The Catholic State and Gabriel Garcia Moreno
Christopher Ferrara,Esq., is an American attorney who writes and speaks frequently in defense of traditional Catholicism. Mr. Ferrara critiques the notion that Catholic states should remain a thing of the past. He quotes Pope Leo XIII about Church-State relations and speaks on the undeniable benefits the Catholic Church brings to nations that are guided by the Church. Ferrara gives the example of the successful Catholic state established by Ecuadorian statesman Gabriel Garcia Moreno, which was ended only by Moreno’s martyrdom by liberals after he was elected for a third term as Ecuador’s president in 1875.

The Upending of Happiness
Father Edmund Waldstein (doctoral candidate and professor at Philosophisch-Theologische Hochschule, Austria) examines how in ancient times and throughout most of the history of Catholic philosophy, happiness was seen to be found in participation in the common good through virtue. In modern philosophy, the focus changed to an individualistic understanding of happiness as private contentment, however attained. Father Waldstein points out the flaws in Martin Luther’s emphatic critique of the classical idea of happiness shared by those, inside and outside the Church, who have been influenced by Luther’s thought in Germany and elsewhere.

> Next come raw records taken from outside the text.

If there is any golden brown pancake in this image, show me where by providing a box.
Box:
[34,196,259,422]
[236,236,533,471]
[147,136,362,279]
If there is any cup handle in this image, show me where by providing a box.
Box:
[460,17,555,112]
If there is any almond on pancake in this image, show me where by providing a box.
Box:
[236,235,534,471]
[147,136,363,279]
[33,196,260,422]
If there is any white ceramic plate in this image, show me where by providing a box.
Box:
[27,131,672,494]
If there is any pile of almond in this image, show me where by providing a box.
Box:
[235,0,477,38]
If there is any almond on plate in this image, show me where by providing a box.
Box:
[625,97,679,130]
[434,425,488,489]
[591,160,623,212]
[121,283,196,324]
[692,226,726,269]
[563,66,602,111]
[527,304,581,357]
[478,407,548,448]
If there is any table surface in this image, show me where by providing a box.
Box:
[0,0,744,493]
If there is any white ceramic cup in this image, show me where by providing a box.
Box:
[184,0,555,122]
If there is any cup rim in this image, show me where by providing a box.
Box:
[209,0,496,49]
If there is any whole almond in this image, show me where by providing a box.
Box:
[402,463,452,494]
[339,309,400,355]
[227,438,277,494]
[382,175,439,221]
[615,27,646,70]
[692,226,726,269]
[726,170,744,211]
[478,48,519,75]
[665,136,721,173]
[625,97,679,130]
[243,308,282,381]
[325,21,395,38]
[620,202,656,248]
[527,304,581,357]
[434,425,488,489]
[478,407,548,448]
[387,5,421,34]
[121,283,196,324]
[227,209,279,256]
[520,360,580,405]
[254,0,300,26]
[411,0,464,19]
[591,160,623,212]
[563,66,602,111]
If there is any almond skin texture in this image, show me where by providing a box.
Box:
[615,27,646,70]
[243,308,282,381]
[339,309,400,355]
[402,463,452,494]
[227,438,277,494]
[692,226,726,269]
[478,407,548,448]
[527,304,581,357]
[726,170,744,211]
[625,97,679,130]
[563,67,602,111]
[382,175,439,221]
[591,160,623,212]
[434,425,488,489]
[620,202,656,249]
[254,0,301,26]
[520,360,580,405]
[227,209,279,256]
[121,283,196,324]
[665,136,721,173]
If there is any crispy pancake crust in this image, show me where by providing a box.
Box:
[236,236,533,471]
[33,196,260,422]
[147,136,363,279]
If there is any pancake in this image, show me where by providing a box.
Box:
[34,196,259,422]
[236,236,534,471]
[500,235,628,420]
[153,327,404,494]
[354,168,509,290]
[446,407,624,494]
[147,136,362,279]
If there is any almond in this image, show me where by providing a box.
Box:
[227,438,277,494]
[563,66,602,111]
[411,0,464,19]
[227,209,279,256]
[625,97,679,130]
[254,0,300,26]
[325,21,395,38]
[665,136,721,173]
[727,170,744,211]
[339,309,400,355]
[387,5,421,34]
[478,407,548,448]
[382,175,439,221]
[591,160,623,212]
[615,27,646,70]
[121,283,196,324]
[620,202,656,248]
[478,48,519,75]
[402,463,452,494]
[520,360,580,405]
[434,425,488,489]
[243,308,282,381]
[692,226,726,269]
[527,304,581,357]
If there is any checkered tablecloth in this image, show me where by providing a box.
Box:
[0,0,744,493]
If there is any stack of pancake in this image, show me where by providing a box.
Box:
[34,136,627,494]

B. A. Santamaria: Australia’s Catholic Genius
Australian barrister Colonel James Bogle, Esq. speaks about the life and accomplishments of his fellow countryman and acquaintance, B. A. Santamaria, as a significant model for lay Catholic activism in the political sphere. Santamaria closely collaborated with Archbishop Daniel Mannix of Melbourne, and by his writings and organizing ability, Santamaria promoted authentic Catholic Social Justice principles to counter the lies both of communism and of unrestricted capitalism. As Colonel Bogle describes, a remarkable part of Santamaria’s achievements was to reverse the almost total communist control of trade unions in Australia.

The Holy Spirit Guides the Pope?
Rev. John Hunwicke (Personal Ordinariate of Our Lady of Walsingham) talks about the current confusion about the true relationship between the Holy Spirit and the pope. He reads several excerpts from writings by prelates surrounding Pope Francis, which seem to seek to admonish bishops and convince lay faithful that whatever the pope, this pope, does is guided by the Holy Spirit, even if he introduces never before seen novelties. Fr. Hunwicke clarifies that the Church has originated nothing: The pope’s role is never to add anything new but to rigorously defend and expound divine revelation and Sacred Tradition.